Alguna vez, por razones no explicadas, el programa dejó de transmitirse durante varias semanas. Con el coraje que da la desesperación decidió presentarse en la estación y no salir hasta que no le dieran noticias ciertas de dónde hallarla, pero al llegar ahí se encontró con una férrea vigilancia, nadie podría ingresar a la estación si no estaba autorizado. El indómito valor desapareció y se fue como perro, con la cola entre las patas; no obstante, otro viernes bienaventurado escuchó los acordes del bandoneón y luego un saludo con acento porteño: Amigos, esta noche, tango… Presa de los nervios tecleó a toda velocidad: “Nostalgias de escuchar su risa loca, y sentir junto a mi boca, como un fuego su respiración, angustia, de sentirme abandonado, y pensar que otro a su lado, pronto, pronto le hablará de amor…” Terminada la canción escuchó a esa mujer sensual de la que se estaba enamorando: “Quiero emborrachar mi corazón, para apagar un loco amor, que más que amor es un sufrir, y aquí vengo para eso, a borrar antiguos besos, en los besos de otra boca…”
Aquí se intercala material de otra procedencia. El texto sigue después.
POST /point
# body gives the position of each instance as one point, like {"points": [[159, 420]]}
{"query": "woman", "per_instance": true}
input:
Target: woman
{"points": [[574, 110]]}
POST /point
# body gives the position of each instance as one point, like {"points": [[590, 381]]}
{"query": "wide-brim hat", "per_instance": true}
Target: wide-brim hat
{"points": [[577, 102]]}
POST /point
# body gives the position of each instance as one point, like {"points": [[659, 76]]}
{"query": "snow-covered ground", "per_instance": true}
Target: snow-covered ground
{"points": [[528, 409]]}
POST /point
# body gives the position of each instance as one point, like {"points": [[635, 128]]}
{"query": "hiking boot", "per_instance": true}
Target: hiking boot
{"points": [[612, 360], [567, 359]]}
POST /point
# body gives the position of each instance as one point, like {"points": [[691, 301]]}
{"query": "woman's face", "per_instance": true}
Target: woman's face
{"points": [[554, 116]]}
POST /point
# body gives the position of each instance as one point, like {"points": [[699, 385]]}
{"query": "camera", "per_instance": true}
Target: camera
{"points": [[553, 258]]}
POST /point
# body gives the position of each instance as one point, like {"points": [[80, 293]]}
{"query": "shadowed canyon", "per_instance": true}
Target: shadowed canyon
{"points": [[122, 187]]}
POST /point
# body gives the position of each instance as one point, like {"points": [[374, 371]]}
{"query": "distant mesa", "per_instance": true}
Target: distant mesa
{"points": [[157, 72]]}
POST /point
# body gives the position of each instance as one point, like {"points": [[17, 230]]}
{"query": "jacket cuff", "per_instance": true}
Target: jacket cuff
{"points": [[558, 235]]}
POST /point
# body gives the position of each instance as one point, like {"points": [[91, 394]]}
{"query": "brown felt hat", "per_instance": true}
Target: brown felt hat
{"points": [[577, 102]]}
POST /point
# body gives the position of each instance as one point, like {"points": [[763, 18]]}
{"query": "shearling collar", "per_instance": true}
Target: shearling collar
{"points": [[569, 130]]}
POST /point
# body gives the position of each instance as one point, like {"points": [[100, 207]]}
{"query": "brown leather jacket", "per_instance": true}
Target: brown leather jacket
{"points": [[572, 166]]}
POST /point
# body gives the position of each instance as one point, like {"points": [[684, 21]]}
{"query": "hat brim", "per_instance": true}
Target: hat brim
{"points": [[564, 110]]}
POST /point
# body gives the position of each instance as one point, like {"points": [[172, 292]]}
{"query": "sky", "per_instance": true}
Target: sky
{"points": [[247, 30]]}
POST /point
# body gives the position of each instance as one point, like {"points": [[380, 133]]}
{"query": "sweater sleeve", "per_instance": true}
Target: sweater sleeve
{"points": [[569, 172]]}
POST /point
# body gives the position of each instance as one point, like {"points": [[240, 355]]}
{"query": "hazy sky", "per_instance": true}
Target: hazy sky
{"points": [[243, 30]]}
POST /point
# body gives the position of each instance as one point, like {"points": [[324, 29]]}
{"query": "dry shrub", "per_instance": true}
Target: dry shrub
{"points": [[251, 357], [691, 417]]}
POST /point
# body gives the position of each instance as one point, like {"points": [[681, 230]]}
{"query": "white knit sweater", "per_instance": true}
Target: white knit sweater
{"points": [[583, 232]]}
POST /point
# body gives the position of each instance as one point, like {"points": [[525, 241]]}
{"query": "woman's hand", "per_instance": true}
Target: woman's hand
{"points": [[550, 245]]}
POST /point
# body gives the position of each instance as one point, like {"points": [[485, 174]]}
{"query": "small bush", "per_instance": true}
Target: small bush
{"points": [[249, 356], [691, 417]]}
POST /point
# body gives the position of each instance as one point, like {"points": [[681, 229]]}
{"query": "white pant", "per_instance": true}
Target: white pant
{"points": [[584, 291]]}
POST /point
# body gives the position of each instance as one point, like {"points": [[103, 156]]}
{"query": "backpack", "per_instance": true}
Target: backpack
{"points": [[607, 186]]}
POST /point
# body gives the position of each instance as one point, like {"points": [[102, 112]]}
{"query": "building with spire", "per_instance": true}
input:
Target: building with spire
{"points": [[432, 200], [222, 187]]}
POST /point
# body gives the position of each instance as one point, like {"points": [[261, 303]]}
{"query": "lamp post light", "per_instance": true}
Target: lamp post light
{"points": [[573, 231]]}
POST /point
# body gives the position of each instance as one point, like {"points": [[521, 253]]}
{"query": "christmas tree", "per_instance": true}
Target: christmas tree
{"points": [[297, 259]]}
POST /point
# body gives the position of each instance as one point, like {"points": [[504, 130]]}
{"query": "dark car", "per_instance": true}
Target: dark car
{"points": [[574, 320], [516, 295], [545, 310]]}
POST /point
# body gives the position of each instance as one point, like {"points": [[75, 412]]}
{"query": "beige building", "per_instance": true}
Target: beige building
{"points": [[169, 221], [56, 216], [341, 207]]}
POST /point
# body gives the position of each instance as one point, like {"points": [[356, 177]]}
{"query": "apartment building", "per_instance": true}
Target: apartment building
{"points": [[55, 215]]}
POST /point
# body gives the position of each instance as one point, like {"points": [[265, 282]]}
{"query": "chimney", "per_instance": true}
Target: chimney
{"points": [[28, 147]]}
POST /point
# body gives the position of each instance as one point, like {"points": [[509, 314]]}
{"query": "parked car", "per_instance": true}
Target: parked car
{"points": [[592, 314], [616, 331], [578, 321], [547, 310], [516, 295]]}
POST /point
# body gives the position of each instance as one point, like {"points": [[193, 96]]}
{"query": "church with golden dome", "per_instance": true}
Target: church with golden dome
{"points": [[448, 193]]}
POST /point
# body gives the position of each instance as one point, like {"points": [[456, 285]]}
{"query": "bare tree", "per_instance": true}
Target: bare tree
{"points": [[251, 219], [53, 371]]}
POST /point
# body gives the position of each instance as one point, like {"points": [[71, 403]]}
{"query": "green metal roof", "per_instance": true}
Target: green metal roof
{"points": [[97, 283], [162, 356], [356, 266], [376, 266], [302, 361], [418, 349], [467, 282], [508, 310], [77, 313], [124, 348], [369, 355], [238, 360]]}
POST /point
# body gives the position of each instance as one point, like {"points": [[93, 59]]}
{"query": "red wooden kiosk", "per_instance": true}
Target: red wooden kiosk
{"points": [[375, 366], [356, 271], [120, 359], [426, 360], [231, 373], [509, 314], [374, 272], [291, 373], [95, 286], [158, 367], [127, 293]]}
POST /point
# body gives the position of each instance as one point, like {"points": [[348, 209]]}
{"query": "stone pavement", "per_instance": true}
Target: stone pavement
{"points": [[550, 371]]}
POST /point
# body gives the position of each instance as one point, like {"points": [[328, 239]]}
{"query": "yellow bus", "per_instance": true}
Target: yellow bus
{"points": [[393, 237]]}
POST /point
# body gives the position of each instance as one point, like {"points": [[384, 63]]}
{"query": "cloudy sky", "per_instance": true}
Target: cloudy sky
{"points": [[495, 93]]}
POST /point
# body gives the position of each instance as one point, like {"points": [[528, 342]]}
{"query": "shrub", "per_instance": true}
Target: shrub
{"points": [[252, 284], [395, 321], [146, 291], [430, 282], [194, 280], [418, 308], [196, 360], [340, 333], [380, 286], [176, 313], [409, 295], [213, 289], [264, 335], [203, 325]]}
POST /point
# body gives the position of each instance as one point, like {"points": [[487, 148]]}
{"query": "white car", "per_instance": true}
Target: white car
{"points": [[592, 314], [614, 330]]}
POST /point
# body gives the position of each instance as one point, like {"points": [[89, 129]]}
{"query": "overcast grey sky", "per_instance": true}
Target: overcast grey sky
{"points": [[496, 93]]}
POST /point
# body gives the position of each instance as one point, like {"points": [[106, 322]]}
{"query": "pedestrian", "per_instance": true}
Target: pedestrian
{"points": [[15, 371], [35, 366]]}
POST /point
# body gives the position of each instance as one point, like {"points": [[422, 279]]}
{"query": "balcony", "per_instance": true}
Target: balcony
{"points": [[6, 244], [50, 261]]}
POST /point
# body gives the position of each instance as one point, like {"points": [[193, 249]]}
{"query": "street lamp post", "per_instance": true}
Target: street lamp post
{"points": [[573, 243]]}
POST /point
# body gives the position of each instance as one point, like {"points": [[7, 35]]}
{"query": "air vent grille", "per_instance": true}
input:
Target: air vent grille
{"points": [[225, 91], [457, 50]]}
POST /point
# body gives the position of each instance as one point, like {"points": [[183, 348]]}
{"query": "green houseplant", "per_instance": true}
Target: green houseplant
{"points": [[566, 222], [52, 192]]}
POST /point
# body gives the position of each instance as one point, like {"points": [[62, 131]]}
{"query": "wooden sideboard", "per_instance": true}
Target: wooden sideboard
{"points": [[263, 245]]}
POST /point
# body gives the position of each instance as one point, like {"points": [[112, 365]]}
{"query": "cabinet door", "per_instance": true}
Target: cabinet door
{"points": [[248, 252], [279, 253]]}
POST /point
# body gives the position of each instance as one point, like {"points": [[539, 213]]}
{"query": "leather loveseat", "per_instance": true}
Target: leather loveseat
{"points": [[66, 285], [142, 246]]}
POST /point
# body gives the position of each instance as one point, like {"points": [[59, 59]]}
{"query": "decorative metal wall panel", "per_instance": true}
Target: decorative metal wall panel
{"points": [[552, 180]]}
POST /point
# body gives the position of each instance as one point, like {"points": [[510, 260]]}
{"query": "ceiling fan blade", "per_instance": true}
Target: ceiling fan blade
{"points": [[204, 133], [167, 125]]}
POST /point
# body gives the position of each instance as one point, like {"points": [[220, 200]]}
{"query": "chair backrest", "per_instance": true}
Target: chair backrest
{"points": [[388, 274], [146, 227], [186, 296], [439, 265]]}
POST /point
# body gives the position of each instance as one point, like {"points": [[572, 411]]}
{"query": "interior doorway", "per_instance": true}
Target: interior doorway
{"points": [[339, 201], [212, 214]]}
Y se fueron los meses, ¿o los años?, sin que ninguno de los dos hallara el valor para dar un paso más en firme, pero así como las circunstancias pueden unir los caminos, también suelen confabular en contra. El quiebre del destino lo provocó una beca para ir a estudiar una maestría en la institución que al ser fundada llevara el nombre de Universidad Literaria de Alcalá de Henares, misma que tuviera ilustres maestros como don Antonio de Nebrija y estudiantes tan connotados como San Ignacio de Loyola; a su regreso la buscó sin éxito, resignado se dedicó a dar los toques finales a la novela con tintes autobiográficos que escribió durante su estancia en España. Contrario a lo que esperaba, una editorial se hizo cargo de su publicación. La crítica fue generosa con ella y pronto “Esta noche, tango” subió a los primeros lugares en ventas. Terminaba la presentación, la larga fila para obtener su autógrafo se extinguía, contrario a las elegantes damas que habían acudido al evento, se acercó una morenita clara, menudita, flaca, carnes esmirriadas, vestida de manera informal, extendió su ejemplar y con voz y ademanes sensuales, preguntó: ¿Podrías firmarlo?
Ciudad de México, noviembre de 2023.